Desde 1900 a 1940 partieron del puerto de Almería más de ciento cincuenta mil personas con destino a Argelia y a Argentina, puntos principales de la emigración provincial. En el periodo entre 1910 y 1920 la aventura americana se fue imponiendo a la argelina: en 1912 salieron más de veinte mil emigrantes rumbo al puerto de Buenos Aires, por los tres mil novecientos que optaron por el norte de África.
La Argentina, como se decía entonces para darle un matiz más cercano y amable a la lejana nación al otro lado del Atlántico, se convirtió en el sueño de miles de almerienses que buscaban una vida mejor. Unos se iban con la ilusión de hacer fortuna, y otros por la necesidad de encontrar allí el trabajo que no le ofrecía su tierra.
Los grandes transatlánticos arribaban todos los meses al puerto a recoger los pasajeros que se marchaban a hacer las américas. La llegada de uno de aquellos vapores era todo un acontecimiento y los niños de la época, cada vez que divisaban en el horizonte uno de aquellos buques con banderas sugerentes, corrían al muelle a disfrutar del espectáculo. Los que pertenecían a la compañía ‘Vapores Correos Españoles’ salían de Almería y hacían escala en los puertos de Málaga, Cádiz, Las Palmas, Santos, Montevideo y Buenos Aires.
El 25 de enero de 1912 el magnífico vapor a doble hélice Savoia, partió de Almería a Buenos Aires con más de trescientos emigrantes de la provincia. Era uno de los barcos de moda que anunciaba como gran novedad sus comedores para la clase de tercera y presumía de su adelantado alumbrado eléctrico y del telégrafo Marconi. El Plata, el Cádiz, el Paraná, el Formosa, el Pampa, el Francesca y el Valdivia, que hizo su primer viaje a Argentina saliendo de Almería, eran algunos de los vapores en los que se fueron tantos sueños de los jóvenes almerienses. Muchos regresaron años después, con mayor o menor fortuna, y otros se quedaron, echaron raíces y no volvieron a pisar la tierra en que nacieron.
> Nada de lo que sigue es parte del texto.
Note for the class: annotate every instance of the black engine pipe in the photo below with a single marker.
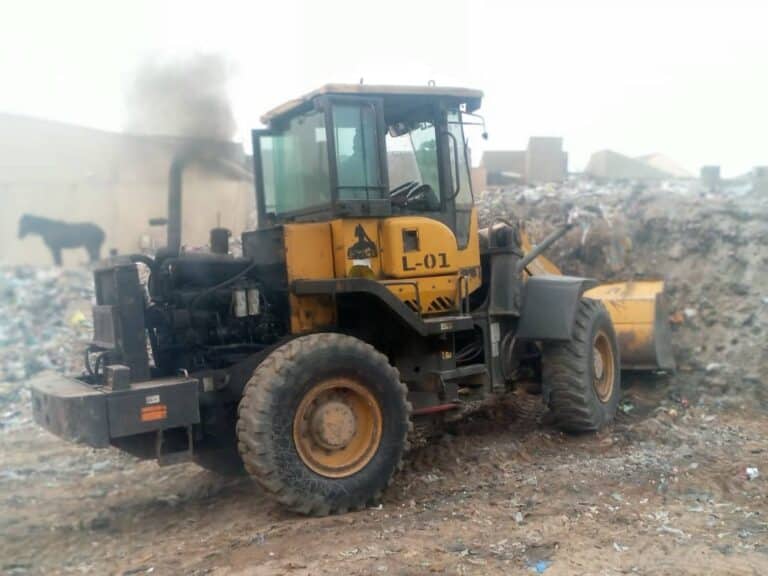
(175, 176)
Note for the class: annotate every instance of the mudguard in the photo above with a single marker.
(549, 306)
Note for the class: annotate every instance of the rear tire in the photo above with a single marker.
(323, 424)
(582, 377)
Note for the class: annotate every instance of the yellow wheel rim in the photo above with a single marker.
(337, 427)
(603, 374)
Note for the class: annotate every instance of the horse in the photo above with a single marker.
(58, 235)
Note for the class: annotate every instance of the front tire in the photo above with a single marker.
(323, 423)
(582, 377)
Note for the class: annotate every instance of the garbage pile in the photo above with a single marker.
(45, 322)
(711, 248)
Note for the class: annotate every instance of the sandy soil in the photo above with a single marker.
(664, 490)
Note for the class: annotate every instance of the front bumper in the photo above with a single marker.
(91, 415)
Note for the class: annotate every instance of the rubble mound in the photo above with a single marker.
(710, 248)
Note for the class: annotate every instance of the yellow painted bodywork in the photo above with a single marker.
(638, 313)
(431, 279)
(309, 256)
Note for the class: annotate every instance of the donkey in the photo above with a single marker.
(58, 235)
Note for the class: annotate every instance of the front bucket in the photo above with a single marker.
(639, 314)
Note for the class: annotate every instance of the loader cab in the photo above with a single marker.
(367, 151)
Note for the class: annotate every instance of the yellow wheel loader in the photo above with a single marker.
(368, 306)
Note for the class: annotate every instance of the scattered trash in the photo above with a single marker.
(626, 406)
(540, 566)
(664, 529)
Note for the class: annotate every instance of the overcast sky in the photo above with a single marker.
(685, 78)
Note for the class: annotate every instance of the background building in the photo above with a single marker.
(543, 161)
(117, 181)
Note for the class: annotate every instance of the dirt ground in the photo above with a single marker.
(677, 485)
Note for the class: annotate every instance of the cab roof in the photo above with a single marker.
(396, 95)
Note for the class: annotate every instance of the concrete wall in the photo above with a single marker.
(116, 181)
(543, 161)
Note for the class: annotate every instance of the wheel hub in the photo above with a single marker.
(598, 362)
(333, 424)
(602, 367)
(337, 427)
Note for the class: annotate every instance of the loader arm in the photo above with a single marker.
(638, 311)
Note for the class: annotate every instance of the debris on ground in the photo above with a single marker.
(674, 480)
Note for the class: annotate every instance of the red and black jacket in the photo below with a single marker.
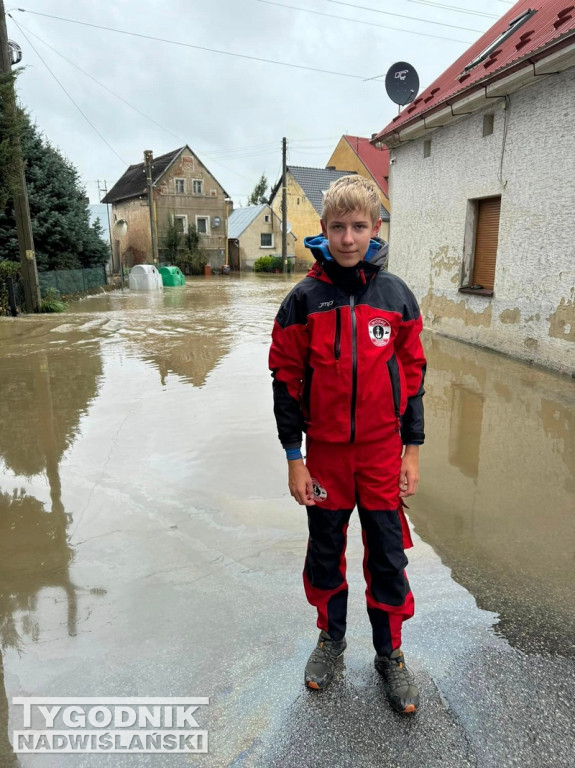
(346, 357)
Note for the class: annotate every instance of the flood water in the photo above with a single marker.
(141, 483)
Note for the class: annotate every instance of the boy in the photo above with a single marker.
(348, 369)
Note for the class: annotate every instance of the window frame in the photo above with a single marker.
(181, 217)
(267, 234)
(207, 233)
(470, 248)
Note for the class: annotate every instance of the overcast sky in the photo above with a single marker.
(232, 111)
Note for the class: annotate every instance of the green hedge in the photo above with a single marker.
(9, 269)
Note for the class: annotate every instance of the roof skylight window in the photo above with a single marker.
(513, 27)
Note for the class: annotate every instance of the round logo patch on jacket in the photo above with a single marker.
(379, 331)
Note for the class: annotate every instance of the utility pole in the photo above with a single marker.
(19, 194)
(148, 158)
(104, 189)
(284, 204)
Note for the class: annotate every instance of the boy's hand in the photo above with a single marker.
(409, 473)
(299, 482)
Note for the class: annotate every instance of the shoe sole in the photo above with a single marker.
(316, 686)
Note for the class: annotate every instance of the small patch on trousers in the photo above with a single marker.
(319, 492)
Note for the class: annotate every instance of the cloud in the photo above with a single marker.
(232, 111)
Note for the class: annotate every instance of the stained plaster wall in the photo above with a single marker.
(532, 312)
(302, 216)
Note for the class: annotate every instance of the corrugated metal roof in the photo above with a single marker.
(133, 182)
(552, 21)
(241, 218)
(375, 160)
(315, 181)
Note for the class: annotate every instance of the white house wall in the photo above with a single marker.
(532, 312)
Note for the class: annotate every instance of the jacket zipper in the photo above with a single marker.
(393, 370)
(353, 366)
(337, 340)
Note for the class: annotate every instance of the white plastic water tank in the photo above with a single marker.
(145, 277)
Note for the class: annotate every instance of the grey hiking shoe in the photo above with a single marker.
(399, 682)
(320, 667)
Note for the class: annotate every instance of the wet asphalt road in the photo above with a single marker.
(149, 546)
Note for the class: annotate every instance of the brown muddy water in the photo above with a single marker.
(141, 483)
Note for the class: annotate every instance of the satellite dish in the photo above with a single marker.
(15, 52)
(402, 83)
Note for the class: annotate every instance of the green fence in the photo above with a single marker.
(68, 281)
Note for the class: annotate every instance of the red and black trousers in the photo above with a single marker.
(365, 475)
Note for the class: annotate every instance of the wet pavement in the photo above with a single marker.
(149, 546)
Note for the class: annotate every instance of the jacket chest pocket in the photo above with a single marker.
(337, 335)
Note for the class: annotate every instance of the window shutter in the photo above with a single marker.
(486, 239)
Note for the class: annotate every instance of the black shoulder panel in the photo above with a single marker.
(389, 292)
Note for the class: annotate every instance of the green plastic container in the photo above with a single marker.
(172, 276)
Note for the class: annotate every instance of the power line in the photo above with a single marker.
(401, 16)
(195, 47)
(457, 8)
(211, 155)
(368, 23)
(84, 115)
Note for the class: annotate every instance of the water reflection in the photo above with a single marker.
(496, 500)
(43, 396)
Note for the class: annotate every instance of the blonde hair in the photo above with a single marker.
(351, 193)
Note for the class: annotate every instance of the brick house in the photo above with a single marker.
(482, 188)
(185, 192)
(358, 154)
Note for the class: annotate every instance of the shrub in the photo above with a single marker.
(52, 302)
(8, 269)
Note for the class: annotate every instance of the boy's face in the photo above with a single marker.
(349, 235)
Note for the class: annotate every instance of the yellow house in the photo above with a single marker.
(358, 154)
(255, 231)
(305, 189)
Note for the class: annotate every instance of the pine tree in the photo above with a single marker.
(258, 196)
(63, 236)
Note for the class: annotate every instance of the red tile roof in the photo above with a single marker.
(552, 23)
(375, 160)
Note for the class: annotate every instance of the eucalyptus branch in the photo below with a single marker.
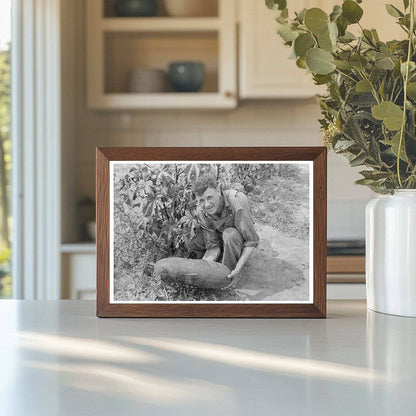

La presencia en nuestro puerto de uno de aquellos trasatlánticos alteraba durante unos días la vida de la ciudad, que se trasladaba al entorno del muelle como cuando al final del verano llegaba el tiempo de la faena de la uva. Un poblado se establecía entonces en los andenes, y a la sombra de los tinglados la vida corría como en una feria. Venían las familias al completo, muchas procedentes de los pueblos, acompañando a los que se iban a embarcar. Una caravana de tartanas recorría los caminos que llegaban a la capital y en torno a aquel éxodo se organizaba un bullicio general de mercaderes y buhoneros dispuestos a hacer negocio. Aparecían con sus carrillos llenos de frutas, de verdura recién cogida de la vega, de agua fresca y de caramelos y garbanzos para los niños.
No faltaban los charlatanes que ofrecían imágenes de santos que protegían a los emigrantes de los peligros de la travesía, ni las echadoras de cartas que por unos reales les decían como iba ser su futuro al otro lado del océano. Las familias se instalaban sobre el andén y allí aguardaban la salida, prolongando al límite la despedida. A veces eran hombres solos los que emprendían la aventura, dejando sobre el muelle la escena, mil veces repetida, de mujeres, niños y ancianos llorando su marcha. Cuando salía un barco para Argentina, media ciudad acudía al puerto a despedirlo.